Sample size in experiments
Sample size is the number of subjects per arm an experiment needs to detect a chosen effect with acceptable error rates. It is computed in advance from the baseline rate, the minimum effect worth detecting, and the false-positive and false-negative rates you accept. Too small and you miss real effects; running until 'it looks good' inflates false positives.
What this means
Sample size is how many subjects per variant you need before the experiment can reliably tell signal from noise. It depends on four things: the baseline conversion rate, the smallest effect you care about (the minimum detectable effect), the significance level (false-positive rate), and the power (one minus the false-negative rate). Fix those and the required size follows.
Why plan it first
If the sample is too small, the test is underpowered: a real effect can be present yet go undetected, and a null result means little. If instead you run with no target and stop when the numbers look good, you are peeking, which inflates false positives. Computing the size up front gives a clear stopping point and an honest interpretation either way.
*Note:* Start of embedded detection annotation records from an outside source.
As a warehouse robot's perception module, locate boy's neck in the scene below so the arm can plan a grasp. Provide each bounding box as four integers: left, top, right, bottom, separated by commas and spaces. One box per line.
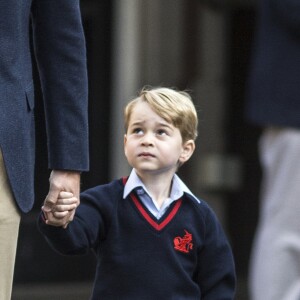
140, 174, 174, 207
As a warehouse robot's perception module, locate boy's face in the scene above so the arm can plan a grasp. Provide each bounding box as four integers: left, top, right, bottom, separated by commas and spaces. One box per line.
124, 102, 195, 177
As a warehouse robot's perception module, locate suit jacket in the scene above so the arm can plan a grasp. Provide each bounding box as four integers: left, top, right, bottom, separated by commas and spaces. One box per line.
0, 0, 88, 212
247, 0, 300, 128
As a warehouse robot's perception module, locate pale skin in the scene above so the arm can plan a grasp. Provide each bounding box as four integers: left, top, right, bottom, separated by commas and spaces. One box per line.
43, 102, 195, 226
42, 170, 80, 228
124, 102, 195, 207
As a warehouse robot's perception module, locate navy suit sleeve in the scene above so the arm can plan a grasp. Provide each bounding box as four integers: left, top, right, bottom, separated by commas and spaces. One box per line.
270, 0, 300, 37
198, 202, 236, 300
32, 0, 88, 171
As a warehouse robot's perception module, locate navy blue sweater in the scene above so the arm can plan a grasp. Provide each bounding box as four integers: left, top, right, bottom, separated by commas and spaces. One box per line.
38, 180, 235, 300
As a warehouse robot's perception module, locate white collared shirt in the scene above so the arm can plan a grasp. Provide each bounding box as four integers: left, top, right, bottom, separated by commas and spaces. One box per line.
123, 169, 200, 219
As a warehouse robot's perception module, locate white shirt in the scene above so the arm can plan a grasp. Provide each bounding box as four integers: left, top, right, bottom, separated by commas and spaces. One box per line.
123, 169, 200, 219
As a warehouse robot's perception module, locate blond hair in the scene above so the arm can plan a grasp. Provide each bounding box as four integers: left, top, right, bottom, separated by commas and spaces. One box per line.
124, 87, 198, 142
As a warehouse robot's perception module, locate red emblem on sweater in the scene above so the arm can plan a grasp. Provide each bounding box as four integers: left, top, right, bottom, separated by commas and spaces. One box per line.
174, 229, 193, 253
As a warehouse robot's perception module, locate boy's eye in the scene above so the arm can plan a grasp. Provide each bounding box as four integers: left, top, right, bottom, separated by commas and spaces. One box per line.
157, 129, 167, 135
132, 128, 143, 134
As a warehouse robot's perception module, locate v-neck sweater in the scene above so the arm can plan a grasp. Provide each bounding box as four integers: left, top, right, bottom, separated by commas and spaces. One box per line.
38, 179, 235, 300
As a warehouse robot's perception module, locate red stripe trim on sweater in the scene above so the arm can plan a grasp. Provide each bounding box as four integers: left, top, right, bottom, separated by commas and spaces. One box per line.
130, 193, 182, 231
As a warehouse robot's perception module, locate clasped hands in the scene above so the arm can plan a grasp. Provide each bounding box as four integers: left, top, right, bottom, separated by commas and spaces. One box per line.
42, 170, 80, 228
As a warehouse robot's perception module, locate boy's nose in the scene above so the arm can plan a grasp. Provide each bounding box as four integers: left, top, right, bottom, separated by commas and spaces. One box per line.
141, 133, 153, 146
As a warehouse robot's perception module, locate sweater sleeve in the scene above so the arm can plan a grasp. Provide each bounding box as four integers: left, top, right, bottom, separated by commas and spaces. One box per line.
198, 208, 236, 300
38, 186, 114, 255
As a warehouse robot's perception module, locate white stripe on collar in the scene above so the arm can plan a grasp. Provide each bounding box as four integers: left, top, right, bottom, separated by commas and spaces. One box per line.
123, 169, 200, 203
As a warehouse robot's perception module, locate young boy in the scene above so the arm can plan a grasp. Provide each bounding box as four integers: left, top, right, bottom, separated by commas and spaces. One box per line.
38, 88, 235, 300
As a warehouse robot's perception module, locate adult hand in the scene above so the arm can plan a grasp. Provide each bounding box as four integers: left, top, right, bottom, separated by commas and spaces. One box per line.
42, 192, 79, 228
43, 170, 80, 228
Smaller effects need larger samples — detecting a tiny improvement can require far more traffic than detecting a large one.
- Depends on baseline, effect size, significance, power
- Underpowered tests miss real effects
- A pre-set size prevents result-peeking
How it appears in analytics and logs
A sample-size calculation tells you the traffic an experiment needs to reliably detect the effect you care about. Falling short means a 'no difference' result may simply be an underpowered test.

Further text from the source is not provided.